CSGO have 40 fps more avg.
I definitely don't see the 10850K mentioned often, and there's probably a few reasons for it. Most people aren't looking above 6 to 8 core CPUs since there's little reason for it for most people, so these CPUs are literally priced above where most people are even looking, and those who do, they usually seem to focus more on the Ryzen 9s (especially the 16 core variants), though the 10900K in particular has been a strong alternative consideration as of late. The 10900K was simply the flagship model that gets all the attention over the lesser 10850K. In a similar fashion, the non-K models aren't always awful considerations either, but they tend to always get glossed over.
The last time I think I saw the 10850K mentioned on this forum, and this was some time back, it was in a negative light.
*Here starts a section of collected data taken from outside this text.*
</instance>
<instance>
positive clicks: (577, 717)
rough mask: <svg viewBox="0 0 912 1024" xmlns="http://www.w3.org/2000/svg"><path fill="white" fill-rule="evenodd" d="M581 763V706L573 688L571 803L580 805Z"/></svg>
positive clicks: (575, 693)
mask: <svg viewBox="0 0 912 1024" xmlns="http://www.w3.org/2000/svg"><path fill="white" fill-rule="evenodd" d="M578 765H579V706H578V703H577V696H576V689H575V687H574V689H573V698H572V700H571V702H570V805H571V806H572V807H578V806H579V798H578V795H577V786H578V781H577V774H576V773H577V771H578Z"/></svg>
I think it was basically something to the extent of "who would buy a flawed 10900K instead of the actual 10900K" or something, but I don't remember it clearly.
Best you can do is keep saying what you think is good and then eventually people will notice more. And then, by then... change has occurred and it has to start all over, haha.
It's not that simple.
5900/5950 will perform worse in games compared to 5800X. Simple because 5900/5950 are designed totally different then the other cpus within that series. They are meant for heavy workload pcs, rendering, video editing... not gaming.
It be like buying ThreadRipper with the thinking it will run games better. Not true at all.